Promotional single by Miley Cyrus

from the album Something Beautiful
- Released: March 31, 2025
- Genre: Jazz; psychedelic pop;
- Length: 4:31
- Label: Columbia
- Songwriters: Max Taylor-Sheppard; Maxx Morando; Michael Pollack; Miley Cyrus; Ryan Beatty;
- Producers: Jonathan Rado; Max Taylor-Sheppard; Maxx Morando; Michael Pollack; Miley Cyrus; Shawn Everett;

Music video
- "Something Beautiful" on YouTube

= Something Beautiful (Miley Cyrus song) =

"Something Beautiful" is the a 2025 song by Miley Cyrus and the title track of her 9th studio album, Something Beautiful.

== Background ==
In November 2024, Cyrus revealed in an interview with Harper's Bazaar that she was working on a new album titled Something Beautiful. Drawing inspiration from Pink Floyd's 1979 concept album The Wall, Cyrus described the project as a visual album centered around the theme of healing. She began teasing the album on March 17, 2025, through updated visuals on social media and her website, as well as global poster campaigns. The album was officially announced on March 24. On March 31, 2025, the song "Something Beautiful" was released alongside a visual video for the track "Prelude", which premiered on her YouTube channel.

== Composition ==
Cyrus co-produced the song with Panos Cosmatos, Nick Spicer, Nate Bolotin, and Aram Tertzakian.

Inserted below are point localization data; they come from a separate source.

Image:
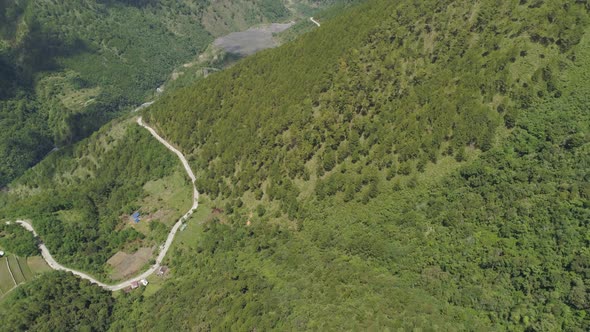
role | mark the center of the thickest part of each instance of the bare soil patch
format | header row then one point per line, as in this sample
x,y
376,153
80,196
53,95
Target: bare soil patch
x,y
127,265
252,40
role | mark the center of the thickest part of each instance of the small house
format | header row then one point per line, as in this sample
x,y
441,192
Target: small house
x,y
162,271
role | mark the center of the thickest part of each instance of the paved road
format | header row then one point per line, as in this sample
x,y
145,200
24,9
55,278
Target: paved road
x,y
314,21
163,249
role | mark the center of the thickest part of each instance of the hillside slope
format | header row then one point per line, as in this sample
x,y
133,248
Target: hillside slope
x,y
66,68
407,165
429,169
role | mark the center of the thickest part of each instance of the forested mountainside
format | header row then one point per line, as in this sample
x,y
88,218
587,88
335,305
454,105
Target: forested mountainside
x,y
67,67
417,164
80,198
407,165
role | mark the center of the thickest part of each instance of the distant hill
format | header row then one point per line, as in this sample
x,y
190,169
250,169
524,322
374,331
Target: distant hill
x,y
407,165
68,67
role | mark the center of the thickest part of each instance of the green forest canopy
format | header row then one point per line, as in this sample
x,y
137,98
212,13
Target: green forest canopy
x,y
430,170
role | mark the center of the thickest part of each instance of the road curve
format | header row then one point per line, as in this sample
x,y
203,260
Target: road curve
x,y
314,21
163,249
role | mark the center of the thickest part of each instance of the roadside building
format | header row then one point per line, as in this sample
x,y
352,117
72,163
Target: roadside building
x,y
162,271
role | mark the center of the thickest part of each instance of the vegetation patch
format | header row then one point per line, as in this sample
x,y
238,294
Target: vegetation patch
x,y
127,265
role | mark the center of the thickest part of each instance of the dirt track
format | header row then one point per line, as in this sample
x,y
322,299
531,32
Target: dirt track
x,y
163,249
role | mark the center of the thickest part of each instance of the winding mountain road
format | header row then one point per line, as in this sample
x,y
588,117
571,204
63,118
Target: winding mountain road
x,y
163,249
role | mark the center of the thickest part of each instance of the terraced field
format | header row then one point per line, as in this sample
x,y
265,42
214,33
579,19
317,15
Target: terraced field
x,y
15,270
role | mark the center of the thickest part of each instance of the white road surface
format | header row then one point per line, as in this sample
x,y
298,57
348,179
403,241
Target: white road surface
x,y
163,249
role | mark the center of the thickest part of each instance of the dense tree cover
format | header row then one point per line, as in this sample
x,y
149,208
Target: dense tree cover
x,y
56,301
446,146
76,197
428,171
68,67
373,98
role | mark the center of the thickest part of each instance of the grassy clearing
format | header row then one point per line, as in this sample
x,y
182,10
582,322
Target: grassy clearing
x,y
171,194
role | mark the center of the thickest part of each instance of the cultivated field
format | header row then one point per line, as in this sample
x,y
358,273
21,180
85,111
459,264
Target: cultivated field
x,y
22,269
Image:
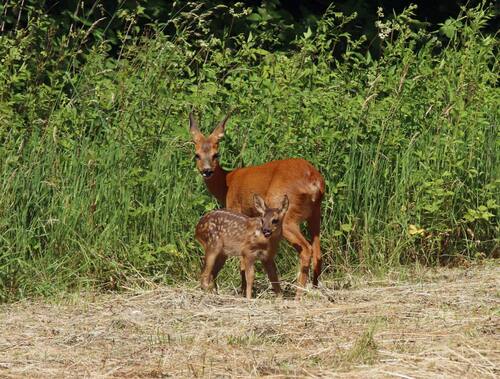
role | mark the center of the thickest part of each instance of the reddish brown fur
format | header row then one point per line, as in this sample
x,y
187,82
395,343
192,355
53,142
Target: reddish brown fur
x,y
224,233
297,178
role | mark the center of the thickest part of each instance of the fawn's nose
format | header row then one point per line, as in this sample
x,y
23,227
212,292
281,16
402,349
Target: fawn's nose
x,y
207,173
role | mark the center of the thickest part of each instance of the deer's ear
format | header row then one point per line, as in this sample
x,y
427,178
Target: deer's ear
x,y
259,204
193,128
284,205
218,132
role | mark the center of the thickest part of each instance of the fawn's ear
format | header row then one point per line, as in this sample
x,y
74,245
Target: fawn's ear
x,y
284,206
193,128
259,204
218,132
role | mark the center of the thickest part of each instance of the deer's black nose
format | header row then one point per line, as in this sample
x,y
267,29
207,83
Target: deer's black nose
x,y
207,173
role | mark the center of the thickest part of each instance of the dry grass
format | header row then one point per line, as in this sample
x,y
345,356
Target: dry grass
x,y
445,324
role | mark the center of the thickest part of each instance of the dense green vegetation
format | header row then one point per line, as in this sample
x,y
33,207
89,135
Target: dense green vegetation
x,y
98,185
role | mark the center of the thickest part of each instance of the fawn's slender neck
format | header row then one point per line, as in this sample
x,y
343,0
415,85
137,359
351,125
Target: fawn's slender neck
x,y
217,185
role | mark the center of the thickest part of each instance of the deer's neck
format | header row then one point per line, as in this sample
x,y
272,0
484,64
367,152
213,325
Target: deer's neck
x,y
217,185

Pitchfork described "Something Beautiful" as a "jazzy, psych-pop-infused" song. Variety said the song has "a psych-pop chorus that builds". Stereogum said the song "starts out as a lush, slinky ballad before exploding into jagged power chords and noisy sax blurts. When the chorus comes in, Cyrus switches from a bold, brassy delivery to a distorted squeak".

== Music video ==
The song's music video was directed by Cyrus, Jacob Bixenman, and Brendan Walter. Cinematography is by Benoît Debie. Variety called the video "elegant". The video sees Cyrus "marching into a warehouse in a furry green jacket and singing over a slinky bass line". Stereogum said she "strikes rock-star poses" in the video.